I think having a very descriptive name is probably not worth the increase in times this forum gets quoted with more apparent authority than it actually has. [Edit: This is quite theoretical. These are the only actual examples I can think of right now and they’re basically fine.]
Any other online forum will also be skewed towards those online or ‘extremely online’. I think EA Twitter is much worse for this than the Forum.
Agreed. It’s still a downside to me that a less clear name means that there’ll be more fairly engaged EAs who end up with just Twitter etc. to discuss EA online.
In the spirit of do-ocracy, there’s no reason that other people can’t set up an alternative forum with a different focus/set of norms, though it will probably suffer from the network effects that make it difficult to challenge social media incumbents.
Sure, but the name change would make people feel more empowered to? (And I’m undecided on whether more forums would be good or bad.)
I definitely think there’s a “generational” thing here. For those of us who’ve been around long enough to see how everything came from nothing but people doing things they thought needed to be done, it’s perfectly obvious. But I can very much see how if you join the community today it looks like there are these serious, important organizations who are In Charge.

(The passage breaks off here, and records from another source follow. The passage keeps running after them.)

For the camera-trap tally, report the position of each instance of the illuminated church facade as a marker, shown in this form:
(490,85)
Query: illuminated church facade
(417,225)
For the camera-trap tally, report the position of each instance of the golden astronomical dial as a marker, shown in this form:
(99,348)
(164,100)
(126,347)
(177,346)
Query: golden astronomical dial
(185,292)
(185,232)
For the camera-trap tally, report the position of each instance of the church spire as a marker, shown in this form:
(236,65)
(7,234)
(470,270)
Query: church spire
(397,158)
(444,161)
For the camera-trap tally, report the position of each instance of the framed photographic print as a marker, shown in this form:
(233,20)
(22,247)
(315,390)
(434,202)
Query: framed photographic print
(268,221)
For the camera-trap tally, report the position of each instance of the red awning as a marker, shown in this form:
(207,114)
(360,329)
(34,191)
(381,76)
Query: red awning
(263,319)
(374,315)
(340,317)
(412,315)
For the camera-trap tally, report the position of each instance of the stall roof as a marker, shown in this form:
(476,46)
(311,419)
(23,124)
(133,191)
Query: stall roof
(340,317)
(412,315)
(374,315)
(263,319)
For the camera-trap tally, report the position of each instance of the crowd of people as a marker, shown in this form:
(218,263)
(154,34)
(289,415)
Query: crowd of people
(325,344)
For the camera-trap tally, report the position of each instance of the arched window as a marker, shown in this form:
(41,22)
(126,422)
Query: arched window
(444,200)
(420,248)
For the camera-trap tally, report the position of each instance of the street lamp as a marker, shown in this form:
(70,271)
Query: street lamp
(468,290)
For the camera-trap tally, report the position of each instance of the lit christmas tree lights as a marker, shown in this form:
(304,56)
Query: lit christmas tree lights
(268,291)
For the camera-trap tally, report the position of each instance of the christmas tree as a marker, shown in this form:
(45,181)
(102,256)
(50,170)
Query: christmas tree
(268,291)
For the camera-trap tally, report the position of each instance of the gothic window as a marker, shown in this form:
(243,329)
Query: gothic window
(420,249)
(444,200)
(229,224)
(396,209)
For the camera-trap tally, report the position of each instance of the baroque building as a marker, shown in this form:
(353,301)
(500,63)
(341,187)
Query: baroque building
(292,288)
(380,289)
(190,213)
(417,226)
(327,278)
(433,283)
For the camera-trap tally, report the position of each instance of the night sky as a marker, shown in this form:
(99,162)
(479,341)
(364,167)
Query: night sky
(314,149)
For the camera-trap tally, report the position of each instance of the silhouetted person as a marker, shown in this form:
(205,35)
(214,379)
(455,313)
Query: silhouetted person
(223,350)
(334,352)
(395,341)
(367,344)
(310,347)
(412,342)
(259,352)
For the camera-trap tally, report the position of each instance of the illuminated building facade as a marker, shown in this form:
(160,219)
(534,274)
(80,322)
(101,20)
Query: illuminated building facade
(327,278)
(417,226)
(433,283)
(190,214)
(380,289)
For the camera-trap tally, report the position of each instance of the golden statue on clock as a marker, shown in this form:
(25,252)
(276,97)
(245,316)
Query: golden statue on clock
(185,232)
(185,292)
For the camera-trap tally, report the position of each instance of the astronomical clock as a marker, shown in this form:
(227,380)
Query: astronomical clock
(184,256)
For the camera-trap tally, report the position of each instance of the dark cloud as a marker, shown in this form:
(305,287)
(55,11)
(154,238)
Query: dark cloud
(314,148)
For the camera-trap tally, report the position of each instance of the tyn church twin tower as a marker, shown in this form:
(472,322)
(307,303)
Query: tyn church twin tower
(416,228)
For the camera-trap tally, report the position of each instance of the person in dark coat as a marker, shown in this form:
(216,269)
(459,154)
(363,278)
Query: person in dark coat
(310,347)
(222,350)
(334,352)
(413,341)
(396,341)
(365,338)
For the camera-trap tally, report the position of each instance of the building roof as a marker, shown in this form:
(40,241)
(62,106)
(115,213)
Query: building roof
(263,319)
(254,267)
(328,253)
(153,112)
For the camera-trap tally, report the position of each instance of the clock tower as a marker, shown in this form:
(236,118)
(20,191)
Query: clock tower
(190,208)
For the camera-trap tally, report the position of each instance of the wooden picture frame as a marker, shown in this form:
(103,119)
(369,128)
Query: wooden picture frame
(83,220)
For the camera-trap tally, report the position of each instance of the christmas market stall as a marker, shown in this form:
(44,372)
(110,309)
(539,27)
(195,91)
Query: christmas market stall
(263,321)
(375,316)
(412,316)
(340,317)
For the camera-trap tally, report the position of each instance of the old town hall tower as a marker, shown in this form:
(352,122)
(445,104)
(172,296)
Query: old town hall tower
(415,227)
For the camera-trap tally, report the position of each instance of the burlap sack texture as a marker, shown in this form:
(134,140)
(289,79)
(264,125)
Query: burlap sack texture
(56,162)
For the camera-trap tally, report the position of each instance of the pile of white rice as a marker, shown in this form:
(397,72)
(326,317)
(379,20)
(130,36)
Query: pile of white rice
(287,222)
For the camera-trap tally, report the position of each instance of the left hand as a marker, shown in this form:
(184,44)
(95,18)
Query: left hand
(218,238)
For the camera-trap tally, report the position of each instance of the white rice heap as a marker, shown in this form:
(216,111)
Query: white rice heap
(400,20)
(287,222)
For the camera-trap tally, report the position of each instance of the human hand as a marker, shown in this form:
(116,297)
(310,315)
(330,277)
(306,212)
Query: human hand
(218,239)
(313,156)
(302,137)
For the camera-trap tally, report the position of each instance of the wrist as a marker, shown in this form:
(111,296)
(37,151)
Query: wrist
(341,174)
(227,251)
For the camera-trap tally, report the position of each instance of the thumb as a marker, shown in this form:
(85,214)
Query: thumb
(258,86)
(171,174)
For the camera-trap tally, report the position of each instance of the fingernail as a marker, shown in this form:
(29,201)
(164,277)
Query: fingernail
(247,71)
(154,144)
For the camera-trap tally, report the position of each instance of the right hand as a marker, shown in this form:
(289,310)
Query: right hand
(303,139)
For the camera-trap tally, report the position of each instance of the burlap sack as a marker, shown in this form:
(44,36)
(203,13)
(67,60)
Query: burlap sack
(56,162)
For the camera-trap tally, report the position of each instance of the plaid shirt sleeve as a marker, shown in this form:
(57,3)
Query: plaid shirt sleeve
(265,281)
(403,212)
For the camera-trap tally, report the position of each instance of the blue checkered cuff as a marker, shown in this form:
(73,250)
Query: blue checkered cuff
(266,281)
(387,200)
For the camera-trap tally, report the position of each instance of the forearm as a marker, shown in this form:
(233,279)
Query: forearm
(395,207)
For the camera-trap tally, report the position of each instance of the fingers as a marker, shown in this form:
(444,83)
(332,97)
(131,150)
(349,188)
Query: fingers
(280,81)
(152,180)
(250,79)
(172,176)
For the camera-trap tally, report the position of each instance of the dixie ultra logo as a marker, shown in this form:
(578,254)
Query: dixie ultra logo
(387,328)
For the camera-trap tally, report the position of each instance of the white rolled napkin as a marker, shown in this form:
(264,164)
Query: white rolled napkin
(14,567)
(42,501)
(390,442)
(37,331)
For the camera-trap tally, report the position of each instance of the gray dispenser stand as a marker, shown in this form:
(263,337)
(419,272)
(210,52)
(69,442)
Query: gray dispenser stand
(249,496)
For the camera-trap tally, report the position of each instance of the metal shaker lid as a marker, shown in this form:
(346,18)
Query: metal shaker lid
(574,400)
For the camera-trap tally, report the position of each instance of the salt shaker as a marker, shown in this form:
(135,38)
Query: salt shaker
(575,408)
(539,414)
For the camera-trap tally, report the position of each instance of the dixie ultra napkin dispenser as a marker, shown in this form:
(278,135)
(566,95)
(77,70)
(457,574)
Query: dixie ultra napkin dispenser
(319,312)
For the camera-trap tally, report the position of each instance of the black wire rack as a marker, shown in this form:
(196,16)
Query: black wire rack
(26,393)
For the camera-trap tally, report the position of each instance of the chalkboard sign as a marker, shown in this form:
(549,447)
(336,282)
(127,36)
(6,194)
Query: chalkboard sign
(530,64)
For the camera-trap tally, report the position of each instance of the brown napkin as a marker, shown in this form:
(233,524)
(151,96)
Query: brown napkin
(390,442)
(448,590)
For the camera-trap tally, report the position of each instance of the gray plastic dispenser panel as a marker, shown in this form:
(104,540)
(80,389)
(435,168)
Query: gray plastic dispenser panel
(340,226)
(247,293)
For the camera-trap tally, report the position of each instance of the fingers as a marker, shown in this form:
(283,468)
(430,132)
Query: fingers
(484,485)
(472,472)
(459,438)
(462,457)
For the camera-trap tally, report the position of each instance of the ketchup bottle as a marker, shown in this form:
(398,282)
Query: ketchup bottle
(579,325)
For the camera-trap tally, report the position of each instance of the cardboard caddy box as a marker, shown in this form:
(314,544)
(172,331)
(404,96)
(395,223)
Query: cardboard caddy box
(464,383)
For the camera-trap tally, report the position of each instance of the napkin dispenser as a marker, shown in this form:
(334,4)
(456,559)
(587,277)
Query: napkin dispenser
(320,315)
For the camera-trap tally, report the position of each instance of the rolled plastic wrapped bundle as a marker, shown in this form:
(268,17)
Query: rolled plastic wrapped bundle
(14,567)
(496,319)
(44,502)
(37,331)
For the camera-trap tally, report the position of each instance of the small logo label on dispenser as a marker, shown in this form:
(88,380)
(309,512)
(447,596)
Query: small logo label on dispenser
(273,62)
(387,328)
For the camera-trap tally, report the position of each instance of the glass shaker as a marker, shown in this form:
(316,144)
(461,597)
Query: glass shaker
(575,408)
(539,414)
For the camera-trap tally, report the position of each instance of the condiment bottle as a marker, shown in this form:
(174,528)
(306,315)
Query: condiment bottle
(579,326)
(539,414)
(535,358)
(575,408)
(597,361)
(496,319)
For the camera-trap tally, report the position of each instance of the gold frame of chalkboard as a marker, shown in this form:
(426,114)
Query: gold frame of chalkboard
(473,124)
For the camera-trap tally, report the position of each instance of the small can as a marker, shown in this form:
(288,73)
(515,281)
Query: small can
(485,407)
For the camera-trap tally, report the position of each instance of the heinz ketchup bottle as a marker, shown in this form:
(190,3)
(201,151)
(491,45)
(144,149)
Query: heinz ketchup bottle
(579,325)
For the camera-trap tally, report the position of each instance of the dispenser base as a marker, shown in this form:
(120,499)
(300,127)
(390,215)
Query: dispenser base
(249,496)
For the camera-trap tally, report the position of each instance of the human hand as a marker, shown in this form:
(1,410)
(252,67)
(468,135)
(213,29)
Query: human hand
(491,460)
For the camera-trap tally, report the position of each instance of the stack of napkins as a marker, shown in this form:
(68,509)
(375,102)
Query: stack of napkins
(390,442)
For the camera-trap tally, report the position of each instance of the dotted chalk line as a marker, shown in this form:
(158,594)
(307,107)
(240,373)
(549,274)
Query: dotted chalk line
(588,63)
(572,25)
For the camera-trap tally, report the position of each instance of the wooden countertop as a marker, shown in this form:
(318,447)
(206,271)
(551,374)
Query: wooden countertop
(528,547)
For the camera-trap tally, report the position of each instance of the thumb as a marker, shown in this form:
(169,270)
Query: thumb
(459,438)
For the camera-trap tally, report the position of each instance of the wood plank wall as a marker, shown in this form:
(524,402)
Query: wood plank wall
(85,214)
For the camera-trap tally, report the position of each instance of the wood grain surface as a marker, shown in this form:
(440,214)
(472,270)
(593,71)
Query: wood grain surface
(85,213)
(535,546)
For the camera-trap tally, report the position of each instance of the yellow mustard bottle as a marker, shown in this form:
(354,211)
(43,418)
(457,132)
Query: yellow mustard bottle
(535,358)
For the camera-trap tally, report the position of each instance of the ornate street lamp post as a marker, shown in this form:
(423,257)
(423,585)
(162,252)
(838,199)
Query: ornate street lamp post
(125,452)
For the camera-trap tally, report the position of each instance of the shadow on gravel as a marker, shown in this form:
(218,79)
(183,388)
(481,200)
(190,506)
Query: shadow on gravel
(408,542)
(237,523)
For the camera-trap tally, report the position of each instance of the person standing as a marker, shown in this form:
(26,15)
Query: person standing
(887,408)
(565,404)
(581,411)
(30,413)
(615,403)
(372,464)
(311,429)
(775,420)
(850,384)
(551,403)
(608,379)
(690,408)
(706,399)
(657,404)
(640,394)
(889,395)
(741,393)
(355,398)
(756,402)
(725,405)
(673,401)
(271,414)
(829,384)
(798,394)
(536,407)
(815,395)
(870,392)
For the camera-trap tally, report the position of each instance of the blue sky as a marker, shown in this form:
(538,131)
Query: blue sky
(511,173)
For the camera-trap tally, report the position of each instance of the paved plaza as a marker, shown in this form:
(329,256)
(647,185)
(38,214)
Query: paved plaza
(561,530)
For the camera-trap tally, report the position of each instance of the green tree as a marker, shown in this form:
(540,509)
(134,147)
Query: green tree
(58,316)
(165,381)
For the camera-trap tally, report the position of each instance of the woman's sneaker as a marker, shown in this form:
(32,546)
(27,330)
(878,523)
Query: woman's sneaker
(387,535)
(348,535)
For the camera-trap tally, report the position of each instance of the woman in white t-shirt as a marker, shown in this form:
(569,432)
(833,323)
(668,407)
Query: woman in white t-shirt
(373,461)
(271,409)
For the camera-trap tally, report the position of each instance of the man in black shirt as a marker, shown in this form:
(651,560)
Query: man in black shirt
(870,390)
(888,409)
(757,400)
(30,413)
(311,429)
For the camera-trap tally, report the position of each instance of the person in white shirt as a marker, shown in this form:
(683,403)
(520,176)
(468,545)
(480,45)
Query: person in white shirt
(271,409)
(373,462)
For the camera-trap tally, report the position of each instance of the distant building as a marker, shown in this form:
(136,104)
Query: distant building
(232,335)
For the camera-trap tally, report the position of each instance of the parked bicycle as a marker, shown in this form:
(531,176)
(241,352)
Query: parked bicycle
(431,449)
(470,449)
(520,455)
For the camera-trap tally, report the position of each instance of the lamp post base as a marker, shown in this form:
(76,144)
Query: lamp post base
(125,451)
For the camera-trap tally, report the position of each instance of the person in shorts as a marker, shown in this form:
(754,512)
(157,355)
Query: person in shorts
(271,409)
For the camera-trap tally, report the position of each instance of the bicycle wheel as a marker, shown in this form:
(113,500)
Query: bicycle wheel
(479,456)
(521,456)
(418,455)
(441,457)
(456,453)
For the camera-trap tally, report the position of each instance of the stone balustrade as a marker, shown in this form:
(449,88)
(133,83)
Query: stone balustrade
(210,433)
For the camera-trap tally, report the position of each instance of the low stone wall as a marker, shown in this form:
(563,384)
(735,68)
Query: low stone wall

But I do think it’s still not really true.
+1.
I was slow to realise that, over the period of just a few years of growth, this bunch of uncertain, scrappy, loosely coordinated students had come to be seen as a powerful established authority and treated accordingly. I think many others have been rather slow to notice this too and that that’s been a big source of confusion and tension as of late.
Oh I didn’t read Will as proposing multiple forums (although what he says is compatible with that proposal).
I thought he was saying that the name should better reflect how representative the forum is of EA thought at large. (The ‘decentralisation’ aspect being moving from the impression of ‘This forum is the main hub of all EA thought’ to ‘This forum is the main hub of Extremely Online EA thought’.)
This is honestly the best idea I’ve heard in a long time!
“It might be helpful for there to be a summary post outlining the different investigations/projects that are aiming to “implement reforms at EA organizations,”″
Joris P mentions this in another comment: https://forum.effectivealtruism.org/posts/KTsaZ69Ctkuw6n4tu/overview-reflection-projects-on-community-reform
HTH
I think it would be nice to know what is the marginal value of my personal spending, increasing my reserves, and donating.
I found this discussion of how much to save vs donate helpful when I was reviewing my finances recently.
I like CEA’s timely addition last summer of collaborative spirit to the other three values you have here (which they called impartial altruism, prioritization, and open truthseeking).